The main stimulus for BNP release is increased myocardial wall stretch induced by raised cardiac filling pressure (17). This occurs in patients with acute or chronic heart failure, and, in the acute clinical setting, BNP and NT-pro-BNP can be used as rule-out markers of heart failure (4). BNP gene expression is also stimulated in response to acute and chronic cardiac ischemia (10, 11), just as a stimulatory effect of acute hypoxemia on BNP has been discussed (3, 13, 16). This suggests a role for BNP in the cellular (defense) response to lack of substrate. The impact of hypoxemia on NT-pro-BNP release is unknown, but is clinically highly relevant for the use of NT-pro-BNP as a marker of heart failure in patients with hypoxemic dyspnea.

Hypoglycemia, a common adverse effect to insulin therapy, represents an alternative form of substrate depletion.
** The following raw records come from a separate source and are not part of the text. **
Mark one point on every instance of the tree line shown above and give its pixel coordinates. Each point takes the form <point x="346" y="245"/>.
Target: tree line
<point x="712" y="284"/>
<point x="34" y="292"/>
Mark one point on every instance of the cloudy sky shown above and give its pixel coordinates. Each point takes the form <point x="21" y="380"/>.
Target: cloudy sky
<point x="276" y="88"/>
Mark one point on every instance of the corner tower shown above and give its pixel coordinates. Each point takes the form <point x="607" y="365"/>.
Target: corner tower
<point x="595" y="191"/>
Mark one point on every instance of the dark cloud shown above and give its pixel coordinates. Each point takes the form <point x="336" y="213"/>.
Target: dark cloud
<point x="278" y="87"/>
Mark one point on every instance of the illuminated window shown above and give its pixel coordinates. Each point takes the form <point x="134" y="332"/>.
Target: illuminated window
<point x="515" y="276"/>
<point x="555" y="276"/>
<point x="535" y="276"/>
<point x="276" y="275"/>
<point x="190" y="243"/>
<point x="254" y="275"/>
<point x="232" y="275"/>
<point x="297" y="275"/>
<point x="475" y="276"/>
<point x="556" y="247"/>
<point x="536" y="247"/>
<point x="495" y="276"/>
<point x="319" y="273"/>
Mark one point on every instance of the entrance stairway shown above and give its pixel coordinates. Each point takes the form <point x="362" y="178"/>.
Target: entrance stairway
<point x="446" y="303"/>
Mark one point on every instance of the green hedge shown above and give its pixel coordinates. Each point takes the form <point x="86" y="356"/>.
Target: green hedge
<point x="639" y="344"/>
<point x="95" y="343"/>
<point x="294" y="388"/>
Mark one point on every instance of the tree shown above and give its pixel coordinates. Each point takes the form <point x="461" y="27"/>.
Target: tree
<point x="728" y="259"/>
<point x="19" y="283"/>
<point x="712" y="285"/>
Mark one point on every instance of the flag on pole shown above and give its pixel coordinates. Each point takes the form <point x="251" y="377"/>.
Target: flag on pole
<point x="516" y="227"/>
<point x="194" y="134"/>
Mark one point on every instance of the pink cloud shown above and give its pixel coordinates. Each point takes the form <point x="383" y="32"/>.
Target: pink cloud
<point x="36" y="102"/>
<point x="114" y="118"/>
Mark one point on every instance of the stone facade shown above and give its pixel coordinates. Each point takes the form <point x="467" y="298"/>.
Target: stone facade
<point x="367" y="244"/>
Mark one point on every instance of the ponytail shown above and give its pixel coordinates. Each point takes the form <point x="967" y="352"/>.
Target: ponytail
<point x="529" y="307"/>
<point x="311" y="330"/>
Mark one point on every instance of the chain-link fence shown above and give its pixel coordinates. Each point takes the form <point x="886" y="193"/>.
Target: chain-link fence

Hypoglycemia causes catecholamine release and affects the electrophysiological properties of the cardiac myocytes (37), and myocardial glucose deficiency may stimulate BNP (and NT-pro-BNP) release.

The natriuretic system seems to be involved in a systemic antagonistic interplay with the renin-angiotensin system (RAS) in maintenance of electrolyte and fluid homeostasis, blood pressure control, and autonomic neuronal balance (2, 34). In addition, local cardiac interactions seem to take place, as BNP prevents acute hypertrophic actions of angiotensin II, and angiotensin II stimulates BNP gene expression in vitro (28, 33). Like BNP, the RAS may also be involved in the cellular response to substrate depletion. In elite endurance athletes (20) and during hypoglycemia in patients with Type 1 diabetes (21–24, 36), low spontaneous RAS activity seems to be associated with superior functional capacity. If BNP has cardioprotective functions in periods with acute lack of substrate, subjects with unfavorable high-RAS activity may, therefore, have compensatory higher BNP (and NT-pro-BNP) levels.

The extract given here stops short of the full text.